Que lugar vão ter os estudantes na composição deste Governo interino?

Eu vejo como difícil que os estudantes tenham lugar neste Governo. Certamente que haverá negociações e, portanto, pode haver um ou outro elemento das universidades, em particular, a fazer parte do Governo. Mas a situação é crítica e de grande instabilidade, porque com relativa facilidade o Bangladesh pode voltar a cair perante uma ditadura militar. Pode haver um golpe, por esta via mais civil, se não forem marcadas eleições. No passado já houve várias ocasiões de golpes e ditaduras militares e o Bangladesh sabe disso.

Esta foi, de resto, a postura do secretário-geral da ONU, António Guterres, que veio defender a realização de eleições democráticas. Trata-se de uma prioridade para o país?

O Governo de Muhammad Yunus é um Governo interino. Ele vai ter estabilizar o país, pôr a economia a funcionar e, sobretudo, gerar emprego- 40% dos jovens não estuda, nem trabalha. Ele vai ter de criar condições para marcar, no prazo razoável de um ano e meio a dois anos no máximo, eleições.

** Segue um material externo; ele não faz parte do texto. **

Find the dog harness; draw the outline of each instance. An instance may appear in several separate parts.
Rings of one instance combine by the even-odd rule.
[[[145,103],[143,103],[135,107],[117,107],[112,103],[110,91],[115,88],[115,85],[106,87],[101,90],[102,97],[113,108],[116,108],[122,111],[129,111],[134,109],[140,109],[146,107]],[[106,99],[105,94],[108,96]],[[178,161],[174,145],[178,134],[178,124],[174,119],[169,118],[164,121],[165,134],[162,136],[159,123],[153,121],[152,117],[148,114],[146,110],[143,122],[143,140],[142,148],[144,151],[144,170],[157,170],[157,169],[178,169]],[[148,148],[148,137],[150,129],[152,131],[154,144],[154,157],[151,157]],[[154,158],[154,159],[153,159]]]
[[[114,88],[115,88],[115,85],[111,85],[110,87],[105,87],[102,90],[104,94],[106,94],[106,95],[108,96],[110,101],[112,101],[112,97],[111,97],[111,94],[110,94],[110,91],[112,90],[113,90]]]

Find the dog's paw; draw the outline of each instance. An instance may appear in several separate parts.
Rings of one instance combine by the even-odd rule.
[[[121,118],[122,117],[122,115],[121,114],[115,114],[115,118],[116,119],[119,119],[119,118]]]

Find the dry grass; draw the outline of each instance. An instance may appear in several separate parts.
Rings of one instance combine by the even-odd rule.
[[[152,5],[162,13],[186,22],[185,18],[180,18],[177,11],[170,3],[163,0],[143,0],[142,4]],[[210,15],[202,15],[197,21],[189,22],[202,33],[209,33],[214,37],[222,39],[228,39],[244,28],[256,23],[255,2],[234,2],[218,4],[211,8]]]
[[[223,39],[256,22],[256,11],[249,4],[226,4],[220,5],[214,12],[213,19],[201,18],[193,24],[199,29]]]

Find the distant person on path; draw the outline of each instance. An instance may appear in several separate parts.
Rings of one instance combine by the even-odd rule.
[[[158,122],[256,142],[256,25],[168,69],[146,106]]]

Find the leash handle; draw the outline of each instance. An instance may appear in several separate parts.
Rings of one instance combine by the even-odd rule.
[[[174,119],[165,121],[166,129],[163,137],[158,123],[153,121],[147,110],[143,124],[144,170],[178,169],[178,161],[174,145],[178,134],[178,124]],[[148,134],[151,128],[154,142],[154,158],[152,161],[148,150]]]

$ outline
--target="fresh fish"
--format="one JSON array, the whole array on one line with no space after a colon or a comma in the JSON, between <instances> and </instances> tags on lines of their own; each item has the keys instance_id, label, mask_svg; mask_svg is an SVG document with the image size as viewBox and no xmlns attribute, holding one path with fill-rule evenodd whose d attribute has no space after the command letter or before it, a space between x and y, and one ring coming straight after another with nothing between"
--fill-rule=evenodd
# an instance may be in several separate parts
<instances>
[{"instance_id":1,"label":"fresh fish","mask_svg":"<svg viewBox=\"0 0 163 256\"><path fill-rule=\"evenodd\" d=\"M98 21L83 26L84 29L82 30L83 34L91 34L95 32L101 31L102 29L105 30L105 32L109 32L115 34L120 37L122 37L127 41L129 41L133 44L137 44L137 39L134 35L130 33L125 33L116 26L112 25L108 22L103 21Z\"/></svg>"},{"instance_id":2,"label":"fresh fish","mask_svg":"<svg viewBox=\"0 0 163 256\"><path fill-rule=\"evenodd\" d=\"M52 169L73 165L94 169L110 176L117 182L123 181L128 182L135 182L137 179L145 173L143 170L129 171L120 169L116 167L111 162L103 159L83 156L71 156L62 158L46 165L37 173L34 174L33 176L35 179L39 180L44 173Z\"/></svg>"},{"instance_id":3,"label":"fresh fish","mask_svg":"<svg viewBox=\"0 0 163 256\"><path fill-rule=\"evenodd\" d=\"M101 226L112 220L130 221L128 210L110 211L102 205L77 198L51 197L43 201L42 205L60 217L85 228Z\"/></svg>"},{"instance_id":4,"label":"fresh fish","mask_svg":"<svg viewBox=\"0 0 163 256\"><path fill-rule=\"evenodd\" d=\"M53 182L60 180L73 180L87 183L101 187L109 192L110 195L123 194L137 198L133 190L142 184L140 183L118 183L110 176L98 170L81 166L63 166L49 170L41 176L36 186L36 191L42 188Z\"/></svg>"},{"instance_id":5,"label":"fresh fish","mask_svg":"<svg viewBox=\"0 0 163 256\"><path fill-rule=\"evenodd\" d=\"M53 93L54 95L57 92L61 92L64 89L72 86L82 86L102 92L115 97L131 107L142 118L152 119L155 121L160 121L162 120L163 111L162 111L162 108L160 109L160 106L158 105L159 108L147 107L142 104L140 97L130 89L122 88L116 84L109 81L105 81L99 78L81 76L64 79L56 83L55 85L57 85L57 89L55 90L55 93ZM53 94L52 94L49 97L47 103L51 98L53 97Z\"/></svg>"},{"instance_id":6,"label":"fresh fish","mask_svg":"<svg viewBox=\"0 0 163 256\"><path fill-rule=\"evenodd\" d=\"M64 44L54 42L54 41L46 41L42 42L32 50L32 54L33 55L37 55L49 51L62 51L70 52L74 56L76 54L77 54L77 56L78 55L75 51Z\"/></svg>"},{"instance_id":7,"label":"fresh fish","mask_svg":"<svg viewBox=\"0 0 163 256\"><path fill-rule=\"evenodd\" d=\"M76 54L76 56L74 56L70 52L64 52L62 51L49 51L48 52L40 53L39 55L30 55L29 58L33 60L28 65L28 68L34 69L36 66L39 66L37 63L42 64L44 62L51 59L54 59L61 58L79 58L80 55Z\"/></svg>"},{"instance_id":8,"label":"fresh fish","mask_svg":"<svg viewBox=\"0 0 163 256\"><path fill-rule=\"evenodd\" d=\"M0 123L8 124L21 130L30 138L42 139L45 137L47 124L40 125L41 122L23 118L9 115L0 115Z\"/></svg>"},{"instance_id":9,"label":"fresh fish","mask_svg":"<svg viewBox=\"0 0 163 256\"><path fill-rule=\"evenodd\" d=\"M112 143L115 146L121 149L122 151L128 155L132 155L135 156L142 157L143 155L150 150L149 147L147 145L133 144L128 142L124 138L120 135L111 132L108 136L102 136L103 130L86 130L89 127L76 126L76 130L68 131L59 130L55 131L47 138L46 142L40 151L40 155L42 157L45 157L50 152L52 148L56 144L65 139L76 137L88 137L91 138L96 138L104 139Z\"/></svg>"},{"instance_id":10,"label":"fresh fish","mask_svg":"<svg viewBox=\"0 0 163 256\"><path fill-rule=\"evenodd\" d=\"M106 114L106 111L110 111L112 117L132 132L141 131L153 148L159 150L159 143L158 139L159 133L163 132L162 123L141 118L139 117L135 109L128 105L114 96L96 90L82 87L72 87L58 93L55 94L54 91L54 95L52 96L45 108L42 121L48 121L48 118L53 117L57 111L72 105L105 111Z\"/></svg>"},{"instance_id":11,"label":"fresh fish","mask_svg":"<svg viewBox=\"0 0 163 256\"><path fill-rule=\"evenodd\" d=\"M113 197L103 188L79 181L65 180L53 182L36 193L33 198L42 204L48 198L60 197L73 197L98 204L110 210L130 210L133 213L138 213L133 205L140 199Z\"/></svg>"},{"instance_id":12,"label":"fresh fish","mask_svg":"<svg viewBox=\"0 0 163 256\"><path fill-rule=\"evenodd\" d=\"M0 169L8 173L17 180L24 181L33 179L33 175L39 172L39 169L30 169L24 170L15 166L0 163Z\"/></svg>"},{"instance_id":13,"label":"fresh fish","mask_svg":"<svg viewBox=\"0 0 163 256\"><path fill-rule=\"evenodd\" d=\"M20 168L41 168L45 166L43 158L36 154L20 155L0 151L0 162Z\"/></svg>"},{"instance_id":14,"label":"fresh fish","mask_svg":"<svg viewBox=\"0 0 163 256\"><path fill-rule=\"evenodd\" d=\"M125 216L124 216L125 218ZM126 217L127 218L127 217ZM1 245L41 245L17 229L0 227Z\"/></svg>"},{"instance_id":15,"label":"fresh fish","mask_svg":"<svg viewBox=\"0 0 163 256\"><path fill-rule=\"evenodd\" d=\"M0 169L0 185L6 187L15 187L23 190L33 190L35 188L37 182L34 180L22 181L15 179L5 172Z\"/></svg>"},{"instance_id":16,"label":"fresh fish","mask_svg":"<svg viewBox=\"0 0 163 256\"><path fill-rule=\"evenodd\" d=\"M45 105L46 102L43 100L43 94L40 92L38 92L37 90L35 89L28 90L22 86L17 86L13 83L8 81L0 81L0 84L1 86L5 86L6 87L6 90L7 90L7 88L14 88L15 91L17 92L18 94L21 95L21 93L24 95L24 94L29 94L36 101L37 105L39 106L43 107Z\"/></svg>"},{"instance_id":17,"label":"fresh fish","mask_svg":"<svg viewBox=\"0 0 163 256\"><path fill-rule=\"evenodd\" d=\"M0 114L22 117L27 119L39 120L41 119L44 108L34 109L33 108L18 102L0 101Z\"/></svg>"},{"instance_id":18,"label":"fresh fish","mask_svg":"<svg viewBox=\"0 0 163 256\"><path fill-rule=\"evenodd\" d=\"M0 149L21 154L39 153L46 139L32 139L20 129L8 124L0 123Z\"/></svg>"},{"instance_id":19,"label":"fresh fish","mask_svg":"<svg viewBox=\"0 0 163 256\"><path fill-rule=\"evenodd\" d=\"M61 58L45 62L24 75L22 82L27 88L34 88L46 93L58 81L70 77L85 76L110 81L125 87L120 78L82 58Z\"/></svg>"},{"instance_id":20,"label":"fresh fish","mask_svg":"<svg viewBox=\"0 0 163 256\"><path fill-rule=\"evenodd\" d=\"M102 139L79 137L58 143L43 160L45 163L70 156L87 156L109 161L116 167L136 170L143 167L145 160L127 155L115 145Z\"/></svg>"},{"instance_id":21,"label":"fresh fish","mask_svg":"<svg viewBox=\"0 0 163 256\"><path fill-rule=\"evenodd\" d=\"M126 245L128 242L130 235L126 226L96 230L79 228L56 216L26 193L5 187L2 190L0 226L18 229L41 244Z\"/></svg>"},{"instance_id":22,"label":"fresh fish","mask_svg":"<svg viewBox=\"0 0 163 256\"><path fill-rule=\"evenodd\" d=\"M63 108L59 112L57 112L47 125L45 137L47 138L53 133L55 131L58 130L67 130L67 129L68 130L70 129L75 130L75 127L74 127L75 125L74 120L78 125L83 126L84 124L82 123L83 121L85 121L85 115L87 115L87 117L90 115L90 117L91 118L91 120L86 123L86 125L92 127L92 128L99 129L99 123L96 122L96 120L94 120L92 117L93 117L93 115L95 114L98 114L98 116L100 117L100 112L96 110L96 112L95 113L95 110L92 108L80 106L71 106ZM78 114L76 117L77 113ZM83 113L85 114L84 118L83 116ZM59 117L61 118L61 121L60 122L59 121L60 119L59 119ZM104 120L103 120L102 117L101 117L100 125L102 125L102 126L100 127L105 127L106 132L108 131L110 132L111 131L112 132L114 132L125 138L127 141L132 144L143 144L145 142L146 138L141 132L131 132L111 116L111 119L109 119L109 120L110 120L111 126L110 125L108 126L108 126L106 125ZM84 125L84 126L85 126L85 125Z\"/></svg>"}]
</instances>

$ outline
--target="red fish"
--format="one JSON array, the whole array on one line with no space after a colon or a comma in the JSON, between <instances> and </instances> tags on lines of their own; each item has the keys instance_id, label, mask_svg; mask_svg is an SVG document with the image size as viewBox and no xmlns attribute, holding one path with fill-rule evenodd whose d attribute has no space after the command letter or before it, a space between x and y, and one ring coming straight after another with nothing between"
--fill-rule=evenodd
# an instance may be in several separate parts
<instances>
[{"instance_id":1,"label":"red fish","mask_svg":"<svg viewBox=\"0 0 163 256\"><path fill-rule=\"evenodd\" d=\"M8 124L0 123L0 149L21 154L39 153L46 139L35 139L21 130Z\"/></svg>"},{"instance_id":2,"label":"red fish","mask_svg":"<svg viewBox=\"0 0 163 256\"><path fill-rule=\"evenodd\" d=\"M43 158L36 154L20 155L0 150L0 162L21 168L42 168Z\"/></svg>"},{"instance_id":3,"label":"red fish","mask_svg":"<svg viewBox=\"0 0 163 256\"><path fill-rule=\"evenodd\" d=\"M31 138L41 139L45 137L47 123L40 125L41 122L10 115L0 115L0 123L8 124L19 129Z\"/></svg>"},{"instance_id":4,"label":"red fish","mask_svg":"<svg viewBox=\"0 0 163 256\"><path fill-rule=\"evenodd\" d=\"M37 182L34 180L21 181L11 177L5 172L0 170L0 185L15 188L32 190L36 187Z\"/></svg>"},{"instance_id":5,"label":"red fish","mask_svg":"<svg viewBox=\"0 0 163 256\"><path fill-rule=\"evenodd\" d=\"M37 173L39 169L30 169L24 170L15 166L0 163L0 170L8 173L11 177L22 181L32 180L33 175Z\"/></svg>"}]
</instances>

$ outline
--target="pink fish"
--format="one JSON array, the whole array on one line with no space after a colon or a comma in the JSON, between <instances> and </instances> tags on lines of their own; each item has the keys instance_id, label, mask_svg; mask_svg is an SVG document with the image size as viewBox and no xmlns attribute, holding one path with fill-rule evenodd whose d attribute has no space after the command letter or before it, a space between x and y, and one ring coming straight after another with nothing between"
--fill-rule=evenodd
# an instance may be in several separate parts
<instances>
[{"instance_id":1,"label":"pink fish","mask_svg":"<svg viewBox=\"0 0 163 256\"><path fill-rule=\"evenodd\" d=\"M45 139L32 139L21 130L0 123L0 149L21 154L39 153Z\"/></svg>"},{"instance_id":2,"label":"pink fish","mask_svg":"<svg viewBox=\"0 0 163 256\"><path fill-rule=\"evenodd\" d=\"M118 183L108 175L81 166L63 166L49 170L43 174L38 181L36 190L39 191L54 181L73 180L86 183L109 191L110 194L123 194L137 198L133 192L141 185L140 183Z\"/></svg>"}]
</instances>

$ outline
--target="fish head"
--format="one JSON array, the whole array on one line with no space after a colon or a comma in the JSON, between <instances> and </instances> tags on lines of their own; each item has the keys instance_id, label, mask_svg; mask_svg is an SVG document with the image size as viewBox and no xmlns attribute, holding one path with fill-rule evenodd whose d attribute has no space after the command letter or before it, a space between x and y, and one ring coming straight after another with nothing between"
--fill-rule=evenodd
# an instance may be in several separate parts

Recorde-se que a primeira-ministra Sheikh Hasina, que acaba de renunciar, tinha sido eleita mais uma vez, embora com eleições muito, muito contestadas em Janeiro. Agora com o Governo interino, que resulta de uma negociação entre Forças Armadas e manifestantes, tem que haver um poder legitimado e eu estou em crer que isso acontecerá.

Em 2006, Muhammad Yunus recebeu o Prémio Nobel da Paz pelos esforços económicos graças ao micro-crédito, este homem que é também conhecido como o banqueiro dos pobres. Considera que será capaz de responder aos desafios do Bangladesh?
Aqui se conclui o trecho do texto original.